Marius Gundersen

Type-dictionary trick in C#

This article explores a trick in C# for looking up values based on types, much like a Dictionary<Type, T> only it's almost 10x faster! You probably don't need this trick and even if you need it, it will only work in a few very specific scenarios. But it's a neat trick that might be fun to read about. I don't know if this pattern has a name, and I'm not very good at naming things, so maybe I'll just refer to it as the private static generic inner class trick. If you know of a better name, please let me know.

It's a bit tricky to explain exactly how and when to use this trick, so I'll look at a specific use-case and work our way towards a specific solution.

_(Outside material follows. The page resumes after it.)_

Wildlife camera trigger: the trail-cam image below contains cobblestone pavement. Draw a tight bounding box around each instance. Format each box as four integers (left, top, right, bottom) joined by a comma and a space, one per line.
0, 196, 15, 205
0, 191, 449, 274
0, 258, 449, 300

From there we can generalize it until we hit on the limitations of this pattern and find other specific use-cases for it within those limitations.

An imaginary inefficient ORM

Let's imagine we are working on an ORM library, one that will be really good. It will work like many other ORMs, where a C# class maps to a table in our database. Let's ignore if this is a good or bad idea and focus on just a tiny part of the implementation, the way we map the class to the table. We can use the [Table] attribute like so:

[Table("BlogPosts")]
public class BlogPost
{
  public int Id { get; set; }

  public string Title { get; set; }

  public string Content { get; set; }

  public DateTime Published { get; set; }
}

The class BlogPost maps to the table BlogPosts in the database through the attribute [Table]. How can our code find out this? We need to use reflection.

public static class Reflections
{
  public static string GetTableName<T>()
    => typeof(T)
      .CustomAttributes
      .OfType<TableAttribute>()
      .First()
      .Name;
}

This looks up all the attributes applied to a type, finds the Table attributes and takes the first one and gets the Name property from it. If you have used reflection in C# then this will look familiar and straight forward. But you will then also know that it's not very efficient.

Reflection is slow. If we run this method every time we query the database then we are not being as efficient as we could be. The Name property of the Table attribute applied to a specific type will not change while the code is running, so we have a method that will slowly find the same answer every time we call it. We can speed it up by saving the result in a dictionary, so that we don't need to use reflection every time:

public static class Reflections
{
  private static ConcurrentDictionary<Type, string> TableNames = new ConcurrentDictionary<Type, string>();

  public static string GetTableName<T>()
    => TableNames.GetOrAdd(typeof(T), type => type
      .GetCustomAttributes(typeof(TableAttribute), true)
      .Cast<TableAttribute>()
      .FirstOrDefault()
      ?.Name);
}

(I use ConcurrentDictionary here only to get the very useful GetOrAdd method, which doesn't exist on IDictionary. In a real implementation of this I would probably use just a normal dictionary and a lot more error checking and fallback.)

This way we only use reflection for a type once, after that the result is stored in the dictionary TableNames. Benchmarking, which is often wrong, will show that this is 100s or 1000s of times faster for repeated lookups! We have reduced the CPU time a lot by slightly increasing memory usage, a good tradeoff. But we have only reduced the CPU usage, we haven't removed it. That is, there are still further improvements, and this is where the finely named private static generic inner class trick can be used.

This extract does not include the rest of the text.